O argumento segundo o qual a eventual declaração de inconstitucionalidade do dispositivo legal implicaria legislar positivamente também é muito empregado, muito embora me parece que, nesse caso, essa linha argumentativa é muito mais um reflexo desses outros argumentos do que efetivamente um fundamento autônomo e suficiente para sustentar a posição referida.

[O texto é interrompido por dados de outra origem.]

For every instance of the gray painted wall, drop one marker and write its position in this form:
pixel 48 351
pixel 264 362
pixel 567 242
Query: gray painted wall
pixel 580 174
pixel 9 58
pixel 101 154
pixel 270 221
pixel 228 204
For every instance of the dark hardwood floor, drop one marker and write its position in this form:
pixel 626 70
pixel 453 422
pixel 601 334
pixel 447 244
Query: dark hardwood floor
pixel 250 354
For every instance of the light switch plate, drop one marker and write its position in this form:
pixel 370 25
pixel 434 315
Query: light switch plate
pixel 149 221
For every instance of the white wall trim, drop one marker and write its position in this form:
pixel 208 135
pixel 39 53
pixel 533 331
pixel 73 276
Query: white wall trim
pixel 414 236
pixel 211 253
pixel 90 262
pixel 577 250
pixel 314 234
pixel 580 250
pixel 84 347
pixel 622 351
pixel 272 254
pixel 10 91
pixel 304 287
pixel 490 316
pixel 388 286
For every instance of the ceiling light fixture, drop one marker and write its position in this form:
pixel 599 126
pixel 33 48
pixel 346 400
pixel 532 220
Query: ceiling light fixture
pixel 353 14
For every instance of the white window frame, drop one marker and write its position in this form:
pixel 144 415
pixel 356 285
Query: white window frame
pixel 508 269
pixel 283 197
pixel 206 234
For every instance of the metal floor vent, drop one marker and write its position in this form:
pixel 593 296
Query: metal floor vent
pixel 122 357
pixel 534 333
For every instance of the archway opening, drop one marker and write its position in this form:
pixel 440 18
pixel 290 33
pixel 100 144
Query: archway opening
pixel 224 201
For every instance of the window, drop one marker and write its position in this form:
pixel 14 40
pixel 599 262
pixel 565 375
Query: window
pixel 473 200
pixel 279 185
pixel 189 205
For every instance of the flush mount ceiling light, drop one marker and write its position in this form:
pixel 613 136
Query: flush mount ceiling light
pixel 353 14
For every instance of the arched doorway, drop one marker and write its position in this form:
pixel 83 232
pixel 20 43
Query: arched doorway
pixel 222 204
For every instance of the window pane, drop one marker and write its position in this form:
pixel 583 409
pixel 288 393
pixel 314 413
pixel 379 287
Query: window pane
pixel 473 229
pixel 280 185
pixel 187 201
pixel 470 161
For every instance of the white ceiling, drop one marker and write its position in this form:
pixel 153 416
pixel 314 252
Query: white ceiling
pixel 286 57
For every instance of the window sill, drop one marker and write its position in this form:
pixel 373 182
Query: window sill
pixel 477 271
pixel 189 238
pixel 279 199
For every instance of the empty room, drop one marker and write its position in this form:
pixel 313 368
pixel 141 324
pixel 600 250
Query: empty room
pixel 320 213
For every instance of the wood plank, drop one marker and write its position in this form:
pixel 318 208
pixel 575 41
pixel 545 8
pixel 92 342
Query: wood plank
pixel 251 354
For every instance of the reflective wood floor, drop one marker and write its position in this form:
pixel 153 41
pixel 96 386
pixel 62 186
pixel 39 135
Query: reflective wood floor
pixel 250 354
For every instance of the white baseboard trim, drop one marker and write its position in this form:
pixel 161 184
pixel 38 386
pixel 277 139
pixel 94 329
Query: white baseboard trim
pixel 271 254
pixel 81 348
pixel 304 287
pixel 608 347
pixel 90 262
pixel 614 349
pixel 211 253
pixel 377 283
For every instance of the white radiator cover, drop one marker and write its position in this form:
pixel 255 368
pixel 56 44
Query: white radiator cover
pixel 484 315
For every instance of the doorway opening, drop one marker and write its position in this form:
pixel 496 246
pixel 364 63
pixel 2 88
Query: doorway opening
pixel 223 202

Só haveria que se falar em legislador positivo se o direito à dedução dos gastos com dedução, no caso, não decorresse diretamente da interpretação do texto constitucional, o que, por certo, pressupõe adotar uma daquelas três posições acima expostas.

No hemisfério oposto, os argumentos alinhavados relevam tomada de posição quanto aos seguintes pontos abordados neste trabalho: (a) existe um conceito constitucional de renda; (b) esse conceito constitucional é integrado pela necessária dedutibilidade de certas saídas; (c) dentre essas saídas, estão os gastos com educação.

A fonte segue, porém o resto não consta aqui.